Still wrong. p->mm == NULL means that we are too late to set TIF_MEMDIE
on that thread. Passing non-NULL mm to mark_oom_victim() won't help.

> @@ -898,7 +897,7 @@ static void __oom_kill_process(struct task_struct *victim)
>  		if (unlikely(p->flags & PF_KTHREAD))
>  			continue;
>  		do_send_sig_info(SIGKILL, SEND_SIG_FORCED, p, PIDTYPE_TGID);
> -		mark_oom_victim(p);
> +		mark_oom_victim(p, mm);
>  	}
>  	rcu_read_unlock();
>
Michal Hocko Oct. 22, 2018, 10:43 a.m. UTC | #4
On Mon 22-10-18 18:42:30, Tetsuo Handa wrote:
> On 2018/10/22 17:48, Michal Hocko wrote:
> > On Mon 22-10-18 16:58:50, Tetsuo Handa wrote:
> >> Michal Hocko wrote:
> >>> --- a/mm/oom_kill.c
> >>> +++ b/mm/oom_kill.c
> >>> @@ -898,6 +898,7 @@ static void __oom_kill_process(struct task_struct *victim)
> >>>  		if (unlikely(p->flags & PF_KTHREAD))
> >>>  			continue;
> >>>  		do_send_sig_info(SIGKILL, SEND_SIG_FORCED, p, PIDTYPE_TGID);
> >>> +		mark_oom_victim(p);
> >>>  	}
> >>>  	rcu_read_unlock();
> >>>  
> >>> -- 
> >>
> >> Wrong. Either
> > 
> > You are right.
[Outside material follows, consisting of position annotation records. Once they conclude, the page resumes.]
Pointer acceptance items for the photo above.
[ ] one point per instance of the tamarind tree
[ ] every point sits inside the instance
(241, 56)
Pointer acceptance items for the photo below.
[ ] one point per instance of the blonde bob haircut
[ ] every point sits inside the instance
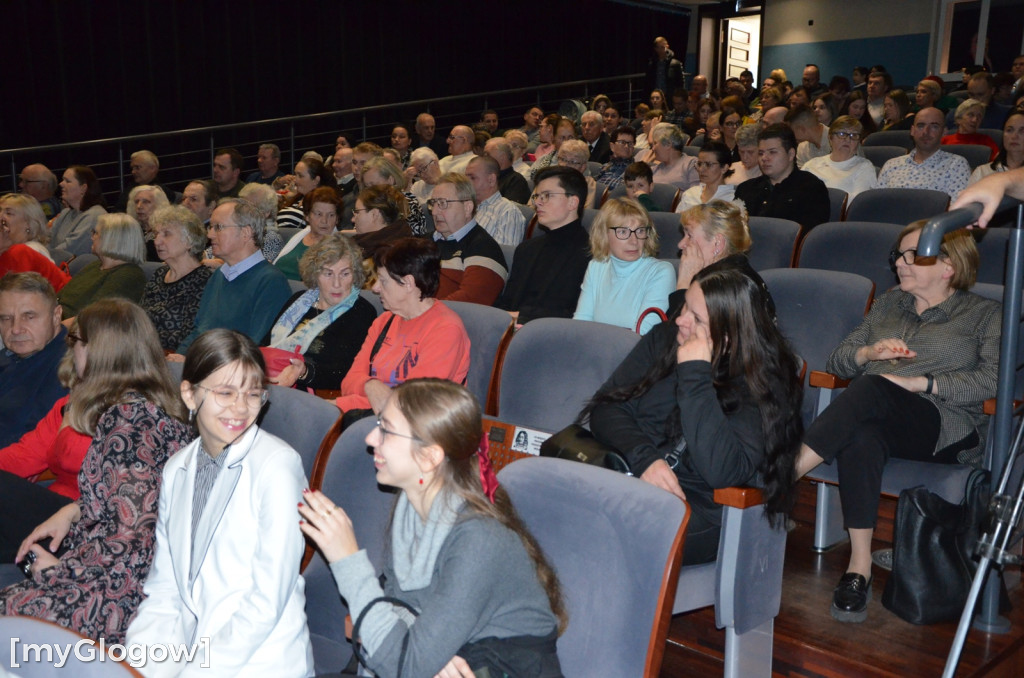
(29, 208)
(120, 238)
(721, 217)
(620, 212)
(958, 249)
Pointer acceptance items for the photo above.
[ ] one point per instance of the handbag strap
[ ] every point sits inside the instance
(357, 646)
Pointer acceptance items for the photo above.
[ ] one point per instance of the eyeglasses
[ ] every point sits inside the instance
(227, 397)
(623, 232)
(385, 433)
(442, 203)
(545, 196)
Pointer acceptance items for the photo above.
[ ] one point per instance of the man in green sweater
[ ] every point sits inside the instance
(247, 293)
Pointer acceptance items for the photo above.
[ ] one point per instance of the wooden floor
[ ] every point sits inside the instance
(809, 643)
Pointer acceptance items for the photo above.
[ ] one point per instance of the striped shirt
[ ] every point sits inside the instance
(956, 342)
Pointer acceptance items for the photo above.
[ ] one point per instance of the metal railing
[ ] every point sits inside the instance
(187, 154)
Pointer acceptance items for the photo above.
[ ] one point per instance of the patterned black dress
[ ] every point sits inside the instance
(97, 585)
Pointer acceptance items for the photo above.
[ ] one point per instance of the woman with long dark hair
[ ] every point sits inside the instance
(458, 552)
(716, 404)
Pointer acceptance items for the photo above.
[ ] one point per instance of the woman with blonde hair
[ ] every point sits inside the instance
(123, 397)
(117, 242)
(624, 278)
(458, 553)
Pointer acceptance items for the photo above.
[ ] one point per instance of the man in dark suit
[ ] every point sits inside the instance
(592, 129)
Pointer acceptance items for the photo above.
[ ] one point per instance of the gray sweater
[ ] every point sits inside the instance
(482, 584)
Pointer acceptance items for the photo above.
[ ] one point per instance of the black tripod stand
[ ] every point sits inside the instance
(1006, 510)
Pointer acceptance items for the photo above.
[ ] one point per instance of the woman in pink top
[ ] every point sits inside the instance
(416, 336)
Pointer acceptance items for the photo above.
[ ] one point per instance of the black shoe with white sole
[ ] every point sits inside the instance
(850, 598)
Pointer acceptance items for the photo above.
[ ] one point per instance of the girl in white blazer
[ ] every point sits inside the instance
(226, 568)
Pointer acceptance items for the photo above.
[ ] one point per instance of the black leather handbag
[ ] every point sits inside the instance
(933, 546)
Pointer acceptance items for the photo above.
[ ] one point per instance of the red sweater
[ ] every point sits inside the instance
(22, 258)
(49, 448)
(434, 344)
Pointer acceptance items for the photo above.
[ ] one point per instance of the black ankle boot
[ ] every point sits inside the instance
(850, 598)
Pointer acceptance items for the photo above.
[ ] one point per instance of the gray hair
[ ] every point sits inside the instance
(120, 238)
(247, 215)
(193, 230)
(747, 135)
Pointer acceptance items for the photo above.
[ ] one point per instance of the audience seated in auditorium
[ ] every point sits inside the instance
(72, 228)
(1012, 154)
(713, 168)
(247, 292)
(968, 116)
(592, 131)
(843, 169)
(672, 165)
(134, 416)
(458, 552)
(228, 549)
(144, 171)
(117, 242)
(227, 165)
(37, 180)
(496, 214)
(460, 145)
(923, 362)
(425, 168)
(426, 134)
(171, 296)
(328, 323)
(23, 217)
(378, 171)
(473, 267)
(531, 126)
(309, 175)
(142, 202)
(268, 162)
(548, 268)
(417, 336)
(33, 340)
(201, 198)
(664, 408)
(379, 218)
(510, 182)
(783, 191)
(623, 144)
(747, 167)
(625, 278)
(323, 213)
(812, 136)
(927, 166)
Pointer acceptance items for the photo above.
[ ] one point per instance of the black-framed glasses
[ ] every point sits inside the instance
(442, 203)
(623, 232)
(385, 432)
(226, 396)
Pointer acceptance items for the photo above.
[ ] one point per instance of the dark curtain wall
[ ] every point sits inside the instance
(81, 70)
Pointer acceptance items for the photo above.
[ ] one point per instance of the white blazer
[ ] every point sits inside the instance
(245, 592)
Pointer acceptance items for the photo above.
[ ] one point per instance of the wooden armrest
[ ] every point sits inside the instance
(826, 380)
(740, 497)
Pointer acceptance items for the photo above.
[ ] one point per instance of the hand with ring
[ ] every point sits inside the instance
(328, 525)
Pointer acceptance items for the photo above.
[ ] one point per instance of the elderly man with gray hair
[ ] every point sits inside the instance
(592, 131)
(144, 171)
(246, 293)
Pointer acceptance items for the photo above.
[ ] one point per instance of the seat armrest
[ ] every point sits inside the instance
(826, 380)
(739, 497)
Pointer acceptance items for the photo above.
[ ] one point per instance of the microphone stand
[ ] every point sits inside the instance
(1006, 510)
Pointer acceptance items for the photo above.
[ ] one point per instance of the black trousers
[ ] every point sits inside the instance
(24, 506)
(869, 422)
The mm might go away between process_shares_mm and here.
> > While your find_lock_task_mm would be correct I believe we can do better
> > by using the existing mm that we already have. I will make it a separate
> > patch to clarity.
> 
> Still wrong. p->mm == NULL means that we are too late to set TIF_MEMDIE
> on that thread. Passing non-NULL mm to mark_oom_victim() won't help.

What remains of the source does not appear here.